A little girl and a handsome young man are in the hospital, she for a broken arm, he for a broken back. Alexandria (played by Catinca Untaru) and Roy (Lee Pace) pass the time by telling stories. Roy starts them out, but Alexandria visualizes them, so we have a cross fertilization which can be surprising and funny, but which is always breathtaking. Alexandria is about 11, and her visualization of the tales includes those around her, so (as in "The Singing Detective"), we have the hospital staff pulling dual roles as Alexander the Great, a princess, heroes, and villains.
The costuming is some of the best I've seen, and the cinematography (by Colin Watkinson) is wonderful. IMDB says Tarsem Singh disclaims all trickery -- what you see on the screen is what he actually filmed, with no special effects. The scenery and action is so breathtaking, I actually doubt this. It's that good.
I really liked the movie. On one level, it's a hospital story about the blossoming friendship between two people, one of whom is a little girl. Ms. Untaru is captivating as the girl, with no evidence of acting at all. Little Alexandria is utterly guileless as Roy cunningly uses her to collect morphine tablets for him.
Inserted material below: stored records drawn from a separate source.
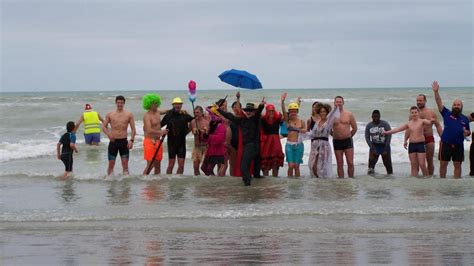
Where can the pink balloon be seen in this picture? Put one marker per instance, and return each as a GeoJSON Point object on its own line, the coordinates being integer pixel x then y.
{"type": "Point", "coordinates": [192, 85]}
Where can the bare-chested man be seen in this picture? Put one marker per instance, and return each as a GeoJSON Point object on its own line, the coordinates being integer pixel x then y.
{"type": "Point", "coordinates": [199, 127]}
{"type": "Point", "coordinates": [119, 121]}
{"type": "Point", "coordinates": [416, 148]}
{"type": "Point", "coordinates": [152, 131]}
{"type": "Point", "coordinates": [429, 114]}
{"type": "Point", "coordinates": [344, 128]}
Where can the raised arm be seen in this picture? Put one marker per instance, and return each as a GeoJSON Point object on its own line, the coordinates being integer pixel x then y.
{"type": "Point", "coordinates": [353, 125]}
{"type": "Point", "coordinates": [367, 137]}
{"type": "Point", "coordinates": [283, 109]}
{"type": "Point", "coordinates": [439, 102]}
{"type": "Point", "coordinates": [134, 131]}
{"type": "Point", "coordinates": [396, 130]}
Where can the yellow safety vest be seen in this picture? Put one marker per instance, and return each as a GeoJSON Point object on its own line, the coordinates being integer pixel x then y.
{"type": "Point", "coordinates": [91, 122]}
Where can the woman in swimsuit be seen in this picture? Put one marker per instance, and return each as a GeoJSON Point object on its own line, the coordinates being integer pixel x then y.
{"type": "Point", "coordinates": [294, 147]}
{"type": "Point", "coordinates": [320, 158]}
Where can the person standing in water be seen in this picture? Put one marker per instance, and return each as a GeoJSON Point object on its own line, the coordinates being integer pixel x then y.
{"type": "Point", "coordinates": [92, 126]}
{"type": "Point", "coordinates": [294, 147]}
{"type": "Point", "coordinates": [344, 129]}
{"type": "Point", "coordinates": [119, 121]}
{"type": "Point", "coordinates": [379, 143]}
{"type": "Point", "coordinates": [427, 113]}
{"type": "Point", "coordinates": [199, 127]}
{"type": "Point", "coordinates": [177, 121]}
{"type": "Point", "coordinates": [65, 148]}
{"type": "Point", "coordinates": [250, 125]}
{"type": "Point", "coordinates": [456, 127]}
{"type": "Point", "coordinates": [320, 158]}
{"type": "Point", "coordinates": [271, 154]}
{"type": "Point", "coordinates": [152, 131]}
{"type": "Point", "coordinates": [416, 148]}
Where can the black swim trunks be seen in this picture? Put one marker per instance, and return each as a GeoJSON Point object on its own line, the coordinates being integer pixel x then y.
{"type": "Point", "coordinates": [67, 161]}
{"type": "Point", "coordinates": [342, 144]}
{"type": "Point", "coordinates": [119, 145]}
{"type": "Point", "coordinates": [450, 152]}
{"type": "Point", "coordinates": [418, 147]}
{"type": "Point", "coordinates": [175, 149]}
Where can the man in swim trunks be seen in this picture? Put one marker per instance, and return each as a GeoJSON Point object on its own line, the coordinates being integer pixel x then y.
{"type": "Point", "coordinates": [91, 121]}
{"type": "Point", "coordinates": [456, 127]}
{"type": "Point", "coordinates": [119, 121]}
{"type": "Point", "coordinates": [177, 122]}
{"type": "Point", "coordinates": [429, 114]}
{"type": "Point", "coordinates": [471, 149]}
{"type": "Point", "coordinates": [378, 142]}
{"type": "Point", "coordinates": [152, 131]}
{"type": "Point", "coordinates": [344, 129]}
{"type": "Point", "coordinates": [416, 149]}
{"type": "Point", "coordinates": [199, 128]}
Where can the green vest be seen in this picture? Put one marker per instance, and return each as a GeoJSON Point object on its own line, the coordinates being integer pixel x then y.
{"type": "Point", "coordinates": [91, 122]}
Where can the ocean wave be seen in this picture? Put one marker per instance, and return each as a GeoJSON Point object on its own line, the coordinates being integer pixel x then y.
{"type": "Point", "coordinates": [26, 149]}
{"type": "Point", "coordinates": [288, 210]}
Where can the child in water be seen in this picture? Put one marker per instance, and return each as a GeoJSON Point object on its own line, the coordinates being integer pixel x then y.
{"type": "Point", "coordinates": [416, 148]}
{"type": "Point", "coordinates": [68, 143]}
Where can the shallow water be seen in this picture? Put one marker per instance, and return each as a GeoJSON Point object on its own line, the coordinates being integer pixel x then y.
{"type": "Point", "coordinates": [95, 219]}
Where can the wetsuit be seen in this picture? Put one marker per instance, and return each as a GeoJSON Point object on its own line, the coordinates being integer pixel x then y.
{"type": "Point", "coordinates": [66, 151]}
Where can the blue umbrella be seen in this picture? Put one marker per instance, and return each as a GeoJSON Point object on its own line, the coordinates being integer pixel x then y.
{"type": "Point", "coordinates": [241, 79]}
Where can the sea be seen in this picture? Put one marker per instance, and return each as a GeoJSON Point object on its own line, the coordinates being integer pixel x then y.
{"type": "Point", "coordinates": [95, 219]}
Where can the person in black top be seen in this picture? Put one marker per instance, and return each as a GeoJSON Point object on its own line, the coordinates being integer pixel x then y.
{"type": "Point", "coordinates": [177, 122]}
{"type": "Point", "coordinates": [250, 125]}
{"type": "Point", "coordinates": [68, 143]}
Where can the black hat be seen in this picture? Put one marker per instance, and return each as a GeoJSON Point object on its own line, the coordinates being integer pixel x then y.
{"type": "Point", "coordinates": [249, 107]}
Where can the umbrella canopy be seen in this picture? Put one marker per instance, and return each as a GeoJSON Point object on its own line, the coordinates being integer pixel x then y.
{"type": "Point", "coordinates": [241, 79]}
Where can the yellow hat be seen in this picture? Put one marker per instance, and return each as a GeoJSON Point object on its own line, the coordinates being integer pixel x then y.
{"type": "Point", "coordinates": [293, 106]}
{"type": "Point", "coordinates": [177, 100]}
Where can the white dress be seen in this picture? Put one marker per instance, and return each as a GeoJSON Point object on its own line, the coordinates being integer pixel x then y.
{"type": "Point", "coordinates": [320, 147]}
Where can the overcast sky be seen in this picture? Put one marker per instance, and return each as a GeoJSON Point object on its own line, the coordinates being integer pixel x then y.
{"type": "Point", "coordinates": [144, 45]}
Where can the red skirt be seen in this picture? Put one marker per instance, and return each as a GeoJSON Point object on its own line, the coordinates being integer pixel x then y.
{"type": "Point", "coordinates": [271, 153]}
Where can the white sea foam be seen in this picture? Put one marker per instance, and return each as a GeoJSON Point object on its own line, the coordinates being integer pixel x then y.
{"type": "Point", "coordinates": [26, 149]}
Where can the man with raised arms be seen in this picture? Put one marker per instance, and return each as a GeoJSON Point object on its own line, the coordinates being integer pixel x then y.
{"type": "Point", "coordinates": [429, 114]}
{"type": "Point", "coordinates": [456, 127]}
{"type": "Point", "coordinates": [119, 121]}
{"type": "Point", "coordinates": [344, 128]}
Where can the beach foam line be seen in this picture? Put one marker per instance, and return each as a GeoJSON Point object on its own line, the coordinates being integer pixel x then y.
{"type": "Point", "coordinates": [26, 149]}
{"type": "Point", "coordinates": [250, 212]}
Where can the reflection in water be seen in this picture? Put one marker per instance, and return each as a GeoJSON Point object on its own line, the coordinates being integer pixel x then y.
{"type": "Point", "coordinates": [119, 192]}
{"type": "Point", "coordinates": [93, 154]}
{"type": "Point", "coordinates": [224, 191]}
{"type": "Point", "coordinates": [120, 251]}
{"type": "Point", "coordinates": [327, 189]}
{"type": "Point", "coordinates": [152, 192]}
{"type": "Point", "coordinates": [67, 193]}
{"type": "Point", "coordinates": [154, 253]}
{"type": "Point", "coordinates": [379, 194]}
{"type": "Point", "coordinates": [379, 252]}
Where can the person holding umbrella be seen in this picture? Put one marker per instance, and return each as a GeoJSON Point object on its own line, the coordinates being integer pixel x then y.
{"type": "Point", "coordinates": [250, 124]}
{"type": "Point", "coordinates": [177, 121]}
{"type": "Point", "coordinates": [152, 131]}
On another level, it's a fantasy initiated in the mind of Roy who is killing time that lays heavy on his shoulders but kicked into fantastic overdrive by the bored little girl stuck in the hospital with a broken arm. Because of the intertwining of the characters in the hospital with her fertile imagination of the tale, we have some hints of magical realism as she encounters the characters in both the fantasy and the reality worlds she inhabits.
On another level, it's a swashbuckling hero movie where a team of five swear to defeat the evil doer who has done each of them a wrong. It's here, though, that the movie let me down. Each of the five is a character, and unlike "The Princess Bride," for example, there's no real warmth among them, no feelings between them, no camaraderie. Just five guys with the same goal. It's unfortunate, because we spend a great deal of time watching them strive for their goal, but I never had any feelings for them during their various ordeals. Because of that lack of emotion among the five heroes, it misses the sweeping epic saga-ness it should have had as we watched the epic grandeur of the settings and costumes (designed by Eiko Ishioka) and listened to the epic music (Beethoven's Symphony No.7 in A major op.92, 2d movement, allegretto, for example).
I recommend the movie in spite of that one shortcoming. It's based on a Bulgarian movie by the name of "Yo Ho Ho," which I've never seen or even heard of.